Files
langchain/libs/core/tests
Mason Daugherty 86428c63ac fix(core,openai): normalize v1 streamed tool calls (#35983)
OpenAI Chat Completions streaming has a v1 normalization gap when tool
calls are streamed.

When users opt into `output_version="v1"`, `.content_blocks` is expected
to be the normalized cross-provider view of the message. For OpenAI Chat
Completions streams, though, chunks still carry raw string `content`
plus side-channel `tool_call_chunks` / `tool_calls`.

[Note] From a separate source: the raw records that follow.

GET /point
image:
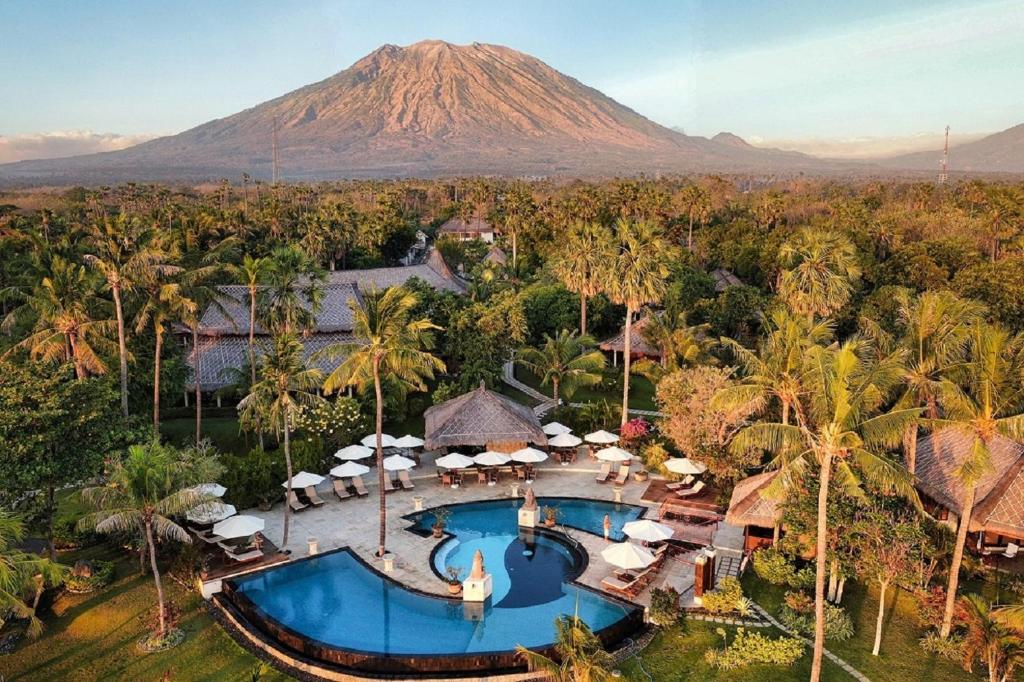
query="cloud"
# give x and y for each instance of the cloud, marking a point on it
(62, 143)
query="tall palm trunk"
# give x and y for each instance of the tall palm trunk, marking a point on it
(819, 560)
(122, 348)
(380, 456)
(627, 356)
(965, 522)
(156, 578)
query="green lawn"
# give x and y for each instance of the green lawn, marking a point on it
(93, 637)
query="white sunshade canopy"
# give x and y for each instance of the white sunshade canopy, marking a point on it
(239, 526)
(355, 452)
(303, 479)
(455, 461)
(529, 456)
(564, 440)
(684, 465)
(349, 469)
(613, 454)
(628, 555)
(554, 428)
(601, 437)
(398, 463)
(492, 459)
(648, 530)
(371, 440)
(409, 441)
(211, 512)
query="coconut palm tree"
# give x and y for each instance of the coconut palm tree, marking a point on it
(566, 361)
(61, 310)
(581, 656)
(124, 252)
(842, 428)
(581, 263)
(819, 270)
(388, 345)
(286, 384)
(637, 275)
(143, 494)
(981, 398)
(23, 573)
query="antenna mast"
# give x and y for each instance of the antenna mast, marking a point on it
(944, 164)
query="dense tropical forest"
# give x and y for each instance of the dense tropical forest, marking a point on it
(860, 318)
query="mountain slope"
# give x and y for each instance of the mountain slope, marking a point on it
(428, 109)
(1001, 152)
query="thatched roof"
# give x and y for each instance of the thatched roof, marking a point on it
(479, 418)
(749, 506)
(638, 344)
(999, 494)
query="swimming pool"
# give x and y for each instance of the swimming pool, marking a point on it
(334, 604)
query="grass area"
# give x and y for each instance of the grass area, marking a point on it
(93, 636)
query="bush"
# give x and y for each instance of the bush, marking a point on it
(102, 574)
(752, 647)
(665, 606)
(727, 598)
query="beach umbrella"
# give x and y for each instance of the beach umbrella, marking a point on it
(529, 456)
(628, 556)
(211, 512)
(397, 463)
(554, 428)
(648, 530)
(409, 441)
(613, 454)
(601, 437)
(564, 440)
(349, 469)
(685, 466)
(455, 461)
(239, 526)
(355, 452)
(371, 440)
(304, 479)
(492, 459)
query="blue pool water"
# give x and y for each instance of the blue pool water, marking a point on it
(338, 601)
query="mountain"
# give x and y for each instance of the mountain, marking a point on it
(428, 109)
(1001, 152)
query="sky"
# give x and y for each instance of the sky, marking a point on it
(853, 78)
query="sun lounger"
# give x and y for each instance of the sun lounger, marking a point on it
(314, 499)
(340, 489)
(691, 491)
(294, 502)
(406, 481)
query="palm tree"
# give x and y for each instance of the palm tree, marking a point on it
(124, 252)
(565, 363)
(637, 273)
(389, 345)
(61, 309)
(22, 573)
(581, 263)
(981, 399)
(581, 657)
(842, 424)
(143, 494)
(286, 384)
(819, 271)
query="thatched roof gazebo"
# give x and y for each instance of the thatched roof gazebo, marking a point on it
(483, 419)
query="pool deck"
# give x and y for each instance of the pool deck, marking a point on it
(354, 523)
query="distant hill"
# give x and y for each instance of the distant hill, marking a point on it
(1003, 152)
(429, 109)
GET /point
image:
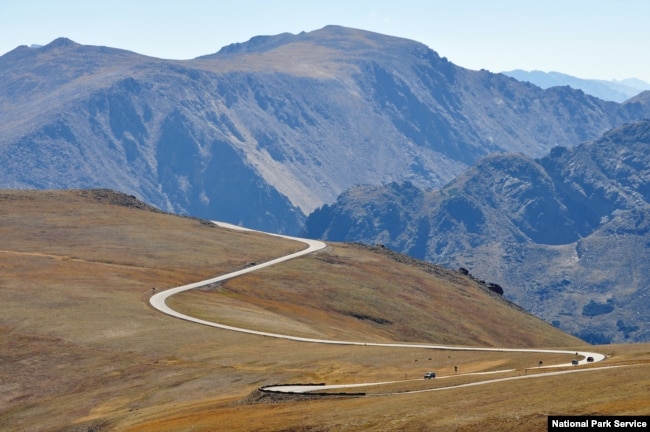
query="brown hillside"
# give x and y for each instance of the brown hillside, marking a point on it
(82, 350)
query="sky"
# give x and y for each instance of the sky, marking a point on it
(595, 39)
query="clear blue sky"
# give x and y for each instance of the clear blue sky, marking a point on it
(603, 39)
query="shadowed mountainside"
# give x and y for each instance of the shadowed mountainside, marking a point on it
(566, 235)
(264, 132)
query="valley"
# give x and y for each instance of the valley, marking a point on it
(83, 350)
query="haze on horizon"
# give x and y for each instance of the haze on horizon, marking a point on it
(592, 39)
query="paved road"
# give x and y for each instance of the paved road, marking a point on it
(158, 301)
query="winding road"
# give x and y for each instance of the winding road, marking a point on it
(158, 301)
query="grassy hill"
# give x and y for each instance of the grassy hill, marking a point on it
(82, 350)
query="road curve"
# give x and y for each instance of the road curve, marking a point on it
(158, 301)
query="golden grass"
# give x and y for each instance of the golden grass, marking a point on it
(82, 350)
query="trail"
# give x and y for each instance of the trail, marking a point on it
(158, 301)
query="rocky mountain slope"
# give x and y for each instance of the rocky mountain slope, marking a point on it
(617, 91)
(264, 132)
(567, 236)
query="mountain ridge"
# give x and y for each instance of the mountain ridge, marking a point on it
(293, 126)
(566, 235)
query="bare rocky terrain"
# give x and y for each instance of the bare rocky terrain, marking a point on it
(83, 351)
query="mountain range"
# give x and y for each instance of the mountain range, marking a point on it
(264, 132)
(617, 91)
(566, 236)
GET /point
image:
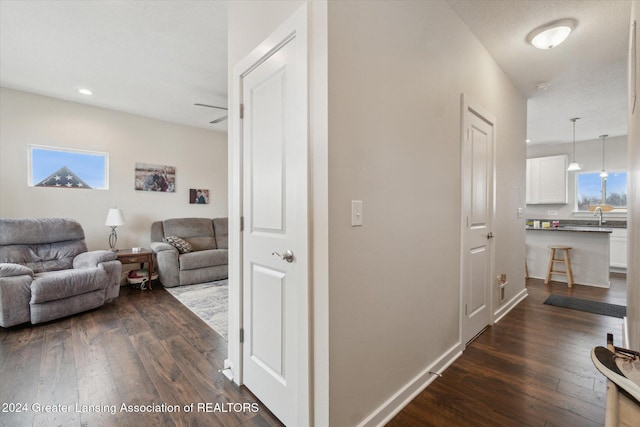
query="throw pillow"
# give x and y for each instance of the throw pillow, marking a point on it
(180, 244)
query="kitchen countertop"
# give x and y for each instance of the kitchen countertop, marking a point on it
(574, 228)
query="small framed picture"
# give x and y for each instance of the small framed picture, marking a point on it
(198, 196)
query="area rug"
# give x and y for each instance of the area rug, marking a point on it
(596, 307)
(209, 301)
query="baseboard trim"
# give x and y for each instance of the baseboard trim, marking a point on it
(506, 308)
(390, 408)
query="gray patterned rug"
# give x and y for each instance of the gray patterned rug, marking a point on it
(207, 300)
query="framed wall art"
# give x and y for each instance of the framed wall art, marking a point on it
(159, 178)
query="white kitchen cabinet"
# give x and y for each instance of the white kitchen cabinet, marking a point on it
(547, 180)
(618, 247)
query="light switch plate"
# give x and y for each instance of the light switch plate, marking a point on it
(356, 213)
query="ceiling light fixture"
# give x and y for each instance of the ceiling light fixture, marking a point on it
(574, 166)
(552, 34)
(543, 86)
(604, 173)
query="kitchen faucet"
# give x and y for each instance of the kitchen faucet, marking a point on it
(598, 212)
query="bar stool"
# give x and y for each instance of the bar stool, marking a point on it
(567, 264)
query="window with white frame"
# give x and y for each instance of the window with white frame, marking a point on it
(68, 168)
(594, 190)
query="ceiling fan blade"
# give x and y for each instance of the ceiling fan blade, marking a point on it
(223, 118)
(211, 106)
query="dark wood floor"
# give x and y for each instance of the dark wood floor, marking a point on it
(144, 349)
(531, 369)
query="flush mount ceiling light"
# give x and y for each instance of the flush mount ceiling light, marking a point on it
(552, 34)
(574, 166)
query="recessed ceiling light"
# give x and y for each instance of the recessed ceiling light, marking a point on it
(552, 34)
(542, 86)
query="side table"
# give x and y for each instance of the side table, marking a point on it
(128, 256)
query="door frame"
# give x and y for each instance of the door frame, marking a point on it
(468, 104)
(294, 26)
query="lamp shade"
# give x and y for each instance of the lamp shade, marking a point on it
(114, 218)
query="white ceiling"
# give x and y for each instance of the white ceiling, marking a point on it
(147, 57)
(587, 73)
(158, 58)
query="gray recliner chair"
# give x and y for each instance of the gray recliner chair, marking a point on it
(47, 273)
(190, 250)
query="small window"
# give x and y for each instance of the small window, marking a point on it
(67, 168)
(592, 190)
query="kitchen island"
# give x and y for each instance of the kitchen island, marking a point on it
(589, 253)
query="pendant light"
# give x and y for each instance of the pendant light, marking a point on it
(604, 173)
(574, 166)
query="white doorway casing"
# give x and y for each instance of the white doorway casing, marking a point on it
(269, 297)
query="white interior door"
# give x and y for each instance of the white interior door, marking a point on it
(477, 216)
(275, 254)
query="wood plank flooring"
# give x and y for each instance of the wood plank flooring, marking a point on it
(533, 368)
(143, 349)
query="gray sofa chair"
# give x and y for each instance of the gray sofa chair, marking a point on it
(198, 255)
(47, 273)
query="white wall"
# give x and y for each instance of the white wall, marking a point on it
(396, 73)
(199, 155)
(589, 156)
(633, 237)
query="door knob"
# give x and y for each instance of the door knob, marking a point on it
(287, 256)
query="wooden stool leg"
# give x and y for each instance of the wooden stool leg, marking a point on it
(567, 266)
(550, 269)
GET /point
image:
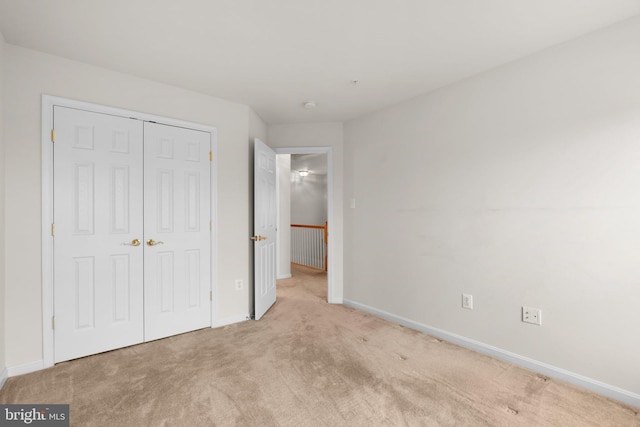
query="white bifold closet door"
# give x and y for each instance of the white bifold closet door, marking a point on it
(177, 191)
(132, 235)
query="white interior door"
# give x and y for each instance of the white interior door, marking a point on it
(98, 221)
(264, 231)
(177, 194)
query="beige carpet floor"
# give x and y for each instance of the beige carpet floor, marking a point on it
(308, 363)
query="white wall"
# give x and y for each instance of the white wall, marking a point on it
(2, 218)
(283, 173)
(28, 75)
(520, 186)
(321, 135)
(257, 129)
(308, 199)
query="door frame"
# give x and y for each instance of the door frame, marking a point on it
(330, 214)
(48, 102)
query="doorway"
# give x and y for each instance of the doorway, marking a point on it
(317, 167)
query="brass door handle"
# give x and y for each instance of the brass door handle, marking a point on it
(134, 242)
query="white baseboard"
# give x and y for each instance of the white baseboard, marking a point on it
(596, 386)
(230, 320)
(3, 377)
(25, 368)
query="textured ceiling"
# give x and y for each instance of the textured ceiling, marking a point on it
(274, 55)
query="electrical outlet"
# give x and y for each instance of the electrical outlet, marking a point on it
(532, 315)
(467, 301)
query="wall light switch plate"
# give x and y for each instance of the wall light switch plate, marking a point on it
(467, 301)
(532, 315)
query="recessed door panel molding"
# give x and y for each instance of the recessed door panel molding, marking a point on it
(84, 292)
(119, 193)
(121, 285)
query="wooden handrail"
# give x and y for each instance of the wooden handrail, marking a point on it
(308, 226)
(324, 227)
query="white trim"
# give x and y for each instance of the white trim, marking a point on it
(3, 377)
(25, 368)
(596, 386)
(231, 320)
(330, 216)
(48, 103)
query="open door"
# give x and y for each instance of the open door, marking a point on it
(264, 228)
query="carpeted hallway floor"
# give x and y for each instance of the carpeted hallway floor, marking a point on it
(308, 363)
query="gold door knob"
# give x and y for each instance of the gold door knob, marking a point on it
(134, 242)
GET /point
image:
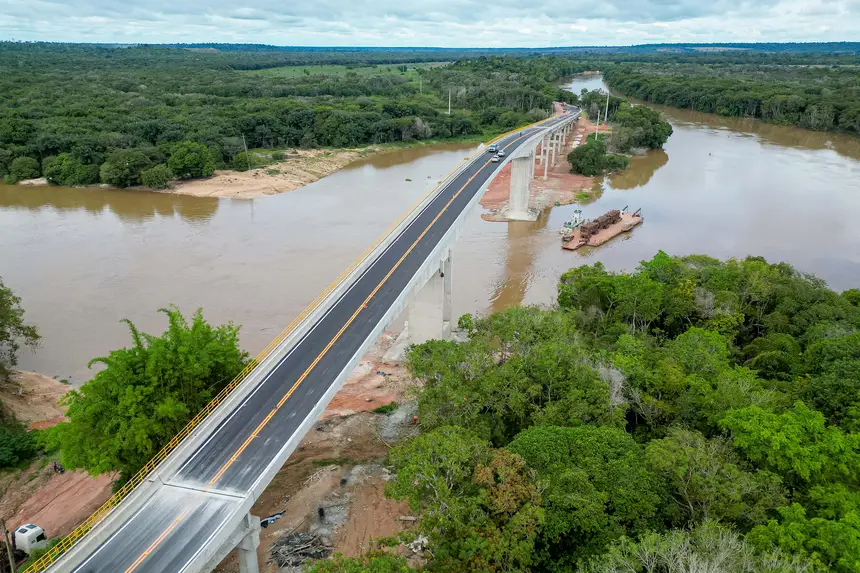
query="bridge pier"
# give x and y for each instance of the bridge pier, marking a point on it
(522, 171)
(429, 313)
(247, 548)
(245, 539)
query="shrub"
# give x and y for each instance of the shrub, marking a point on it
(156, 177)
(66, 169)
(241, 161)
(191, 159)
(24, 168)
(123, 167)
(16, 445)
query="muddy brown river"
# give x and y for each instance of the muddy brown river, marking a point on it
(82, 259)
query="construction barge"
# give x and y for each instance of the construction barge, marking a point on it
(581, 232)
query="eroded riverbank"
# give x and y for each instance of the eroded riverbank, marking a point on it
(82, 259)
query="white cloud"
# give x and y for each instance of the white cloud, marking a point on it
(446, 23)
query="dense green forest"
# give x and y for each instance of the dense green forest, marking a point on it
(691, 412)
(820, 97)
(83, 114)
(16, 445)
(633, 127)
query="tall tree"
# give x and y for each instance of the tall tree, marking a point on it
(13, 332)
(147, 393)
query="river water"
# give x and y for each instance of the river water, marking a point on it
(82, 259)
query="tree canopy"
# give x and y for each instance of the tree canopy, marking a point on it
(665, 415)
(146, 394)
(13, 332)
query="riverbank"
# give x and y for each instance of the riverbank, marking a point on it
(561, 187)
(298, 168)
(338, 466)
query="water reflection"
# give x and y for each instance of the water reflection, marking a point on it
(641, 170)
(129, 206)
(781, 135)
(82, 259)
(522, 249)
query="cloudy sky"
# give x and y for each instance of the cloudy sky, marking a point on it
(446, 23)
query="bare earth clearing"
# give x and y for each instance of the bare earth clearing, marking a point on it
(300, 167)
(36, 494)
(337, 466)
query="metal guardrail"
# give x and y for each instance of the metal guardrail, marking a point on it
(79, 532)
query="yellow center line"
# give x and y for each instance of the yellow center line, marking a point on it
(155, 543)
(361, 307)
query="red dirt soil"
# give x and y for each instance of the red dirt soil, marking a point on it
(64, 501)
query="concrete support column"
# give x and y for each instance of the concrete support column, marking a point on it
(448, 287)
(518, 204)
(546, 164)
(532, 164)
(247, 548)
(429, 313)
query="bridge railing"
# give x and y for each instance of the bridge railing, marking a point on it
(79, 532)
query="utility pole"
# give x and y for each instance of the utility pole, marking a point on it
(8, 546)
(247, 157)
(606, 115)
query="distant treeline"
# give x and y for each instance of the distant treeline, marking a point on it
(812, 97)
(135, 107)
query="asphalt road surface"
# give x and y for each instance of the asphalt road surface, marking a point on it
(166, 534)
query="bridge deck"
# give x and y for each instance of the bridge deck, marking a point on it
(188, 512)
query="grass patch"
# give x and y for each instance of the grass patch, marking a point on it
(386, 409)
(345, 461)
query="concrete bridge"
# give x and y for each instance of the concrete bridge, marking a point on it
(191, 509)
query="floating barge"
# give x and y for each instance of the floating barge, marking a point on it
(579, 233)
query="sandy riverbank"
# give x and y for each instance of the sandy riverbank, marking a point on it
(299, 168)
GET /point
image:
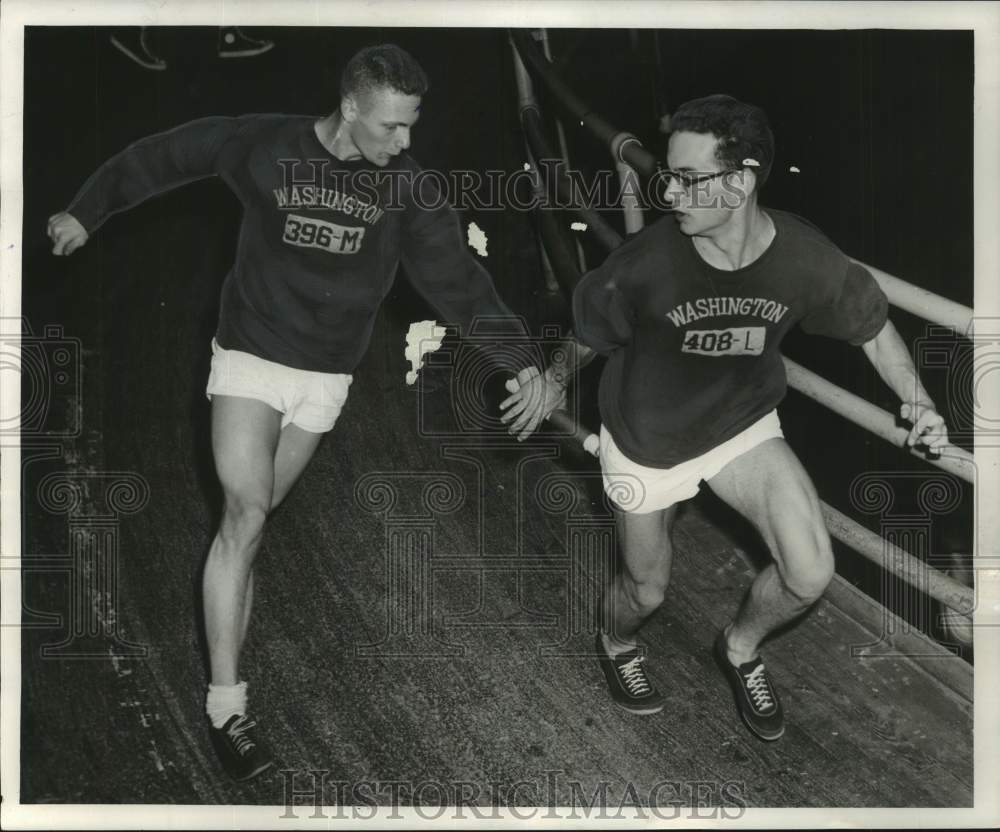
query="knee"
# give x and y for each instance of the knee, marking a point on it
(243, 519)
(808, 574)
(646, 595)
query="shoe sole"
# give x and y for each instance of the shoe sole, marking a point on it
(639, 711)
(756, 731)
(246, 53)
(721, 661)
(255, 773)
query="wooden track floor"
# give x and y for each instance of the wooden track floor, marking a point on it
(444, 638)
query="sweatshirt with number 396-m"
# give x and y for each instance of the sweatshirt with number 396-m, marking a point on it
(320, 239)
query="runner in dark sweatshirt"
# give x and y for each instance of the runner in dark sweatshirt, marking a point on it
(691, 313)
(331, 206)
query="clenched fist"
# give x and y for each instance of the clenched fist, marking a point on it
(66, 233)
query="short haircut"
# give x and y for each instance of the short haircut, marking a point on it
(385, 66)
(742, 129)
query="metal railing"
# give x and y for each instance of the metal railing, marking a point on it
(631, 157)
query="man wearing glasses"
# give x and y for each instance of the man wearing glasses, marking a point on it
(691, 313)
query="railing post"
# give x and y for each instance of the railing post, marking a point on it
(630, 188)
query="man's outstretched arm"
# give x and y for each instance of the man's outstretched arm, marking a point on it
(145, 168)
(891, 359)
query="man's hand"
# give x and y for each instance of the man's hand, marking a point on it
(66, 233)
(534, 396)
(928, 426)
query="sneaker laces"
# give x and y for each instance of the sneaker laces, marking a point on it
(760, 690)
(237, 733)
(634, 676)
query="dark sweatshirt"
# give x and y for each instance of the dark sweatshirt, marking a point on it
(694, 350)
(320, 240)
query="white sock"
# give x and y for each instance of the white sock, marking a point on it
(606, 641)
(224, 702)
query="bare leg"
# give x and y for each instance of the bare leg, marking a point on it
(769, 486)
(244, 439)
(638, 588)
(295, 448)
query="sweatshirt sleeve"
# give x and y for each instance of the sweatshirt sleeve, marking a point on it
(856, 314)
(603, 318)
(444, 272)
(151, 166)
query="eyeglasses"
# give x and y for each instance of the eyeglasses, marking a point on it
(689, 179)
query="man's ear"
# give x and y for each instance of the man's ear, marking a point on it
(746, 180)
(348, 108)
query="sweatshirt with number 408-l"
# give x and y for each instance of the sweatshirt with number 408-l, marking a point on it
(320, 239)
(693, 351)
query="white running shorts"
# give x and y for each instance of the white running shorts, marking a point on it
(638, 489)
(309, 400)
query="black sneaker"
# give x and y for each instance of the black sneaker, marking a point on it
(627, 680)
(242, 755)
(756, 699)
(234, 44)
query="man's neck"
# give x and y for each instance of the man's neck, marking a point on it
(739, 242)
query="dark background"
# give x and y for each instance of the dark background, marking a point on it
(879, 123)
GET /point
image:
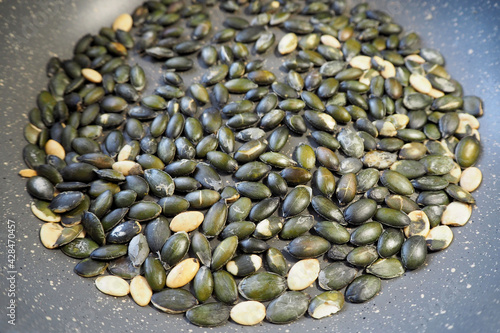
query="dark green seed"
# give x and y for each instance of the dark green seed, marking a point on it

Practically, an OpenAI stream chunk can look like this internally:

```python
AIMessageChunk(
    content="",
    tool_call_chunks=[
        {
            "name": "get_weather",
            "args": '{"location": "SF"}',
            "id": "call_123",
            "index": 0,
            "type": "tool_call_chunk",
        }
    ],
    response_metadata={"model_provider": "openai", "output_version": "v1"},
)
```

That is not already-normalized v1 content like this:

```python
AIMessageChunk(
    content=[
        {
            "type": "tool_call_chunk",
            "name": "get_weather",
            "args": '{"location": "SF"}',
            "id": "call_123",
            "index": 0,
        }
    ],
)
```

Because `.content_blocks` currently short-circuits solely on
`output_version="v1"`, it can return the raw string/empty list directly
instead of running the OpenAI translator that incorporates
`tool_call_chunks` / `tool_calls` into normalized v1 blocks.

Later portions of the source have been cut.